Abstract
Background
Pseudoprogression is a diagnostic challenge in early post-treatment glioblastoma. We therefore developed and validated a radiomics model using multiparametric MRI to differentiate pseudoprogression from early tumor progression in patients with glioblastoma. Methods
The model was developed from the enlarging contrast-enhancing portions of 61 glioblastomas within 3 months after standard treatment with 6472 radiomic features being obtained from contrast-enhanced T1-weighted imaging, fluid-attenuated inversion recovery imaging, and apparent diffusion coefficient (ADC), and cerebral blood volume (CBV) maps. Imaging features were selected using a least absolute shrinkage and selection operator (LASSO) logistic regression model with 10-fold cross-validation. Diagnostic performance for pseudoprogression was compared with that for single parameters (mean and minimum ADC and mean and maximum CBV) and single imaging radiomics models using the area under the receiver-operating-characteristics curve (AUC).
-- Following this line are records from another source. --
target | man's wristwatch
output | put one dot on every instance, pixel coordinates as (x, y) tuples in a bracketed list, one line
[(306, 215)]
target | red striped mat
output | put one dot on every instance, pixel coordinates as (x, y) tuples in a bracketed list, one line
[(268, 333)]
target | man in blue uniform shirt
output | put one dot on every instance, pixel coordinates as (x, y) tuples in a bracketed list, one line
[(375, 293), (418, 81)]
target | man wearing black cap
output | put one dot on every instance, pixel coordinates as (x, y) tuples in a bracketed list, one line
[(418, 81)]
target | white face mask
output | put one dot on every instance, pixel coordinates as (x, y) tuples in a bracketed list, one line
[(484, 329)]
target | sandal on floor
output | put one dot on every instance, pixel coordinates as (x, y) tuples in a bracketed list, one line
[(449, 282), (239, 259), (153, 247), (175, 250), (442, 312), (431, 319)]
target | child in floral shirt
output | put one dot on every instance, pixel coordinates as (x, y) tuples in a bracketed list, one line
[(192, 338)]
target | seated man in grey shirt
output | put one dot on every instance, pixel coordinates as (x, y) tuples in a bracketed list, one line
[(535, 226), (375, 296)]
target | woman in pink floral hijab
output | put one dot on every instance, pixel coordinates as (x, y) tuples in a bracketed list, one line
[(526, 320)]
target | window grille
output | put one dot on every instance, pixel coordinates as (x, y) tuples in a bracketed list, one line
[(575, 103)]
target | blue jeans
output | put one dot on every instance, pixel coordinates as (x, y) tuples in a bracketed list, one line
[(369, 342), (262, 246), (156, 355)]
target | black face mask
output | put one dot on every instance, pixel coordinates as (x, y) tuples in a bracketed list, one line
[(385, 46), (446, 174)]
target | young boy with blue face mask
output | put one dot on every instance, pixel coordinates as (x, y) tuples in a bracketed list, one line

The model was validated with an external cohort (n = 34) imaged on a different scanner and an internal prospective registry data (n = 23). Results
Twelve significant radiomic features (3 from conventional, 2 from diffusion and 7 from perfusion MRI) were selected for model construction. The multiparametric radiomics model (AUC 0.90) showed significantly better performance than any single ADC or CBV parameter (AUC 0.57-0.79, P<.05), and better than single radiomics model using conventional MRI (AUC 0.76, P =.012), ADC (AUC 0.78, P =.014), or CBV (AUC 0.80, P=.43). The multiparametric radiomics showed higher performance in the external validation (AUC 0.85) and internal validation (AUC 0.96) than any single approach, thus demonstrating robustness. Conclusions
Incorporating diffusion- and perfusion-weighted MRI into a radiomics model improved diagnostic performance for identifying pseudoprogression and showed robustness in a multicenter setting.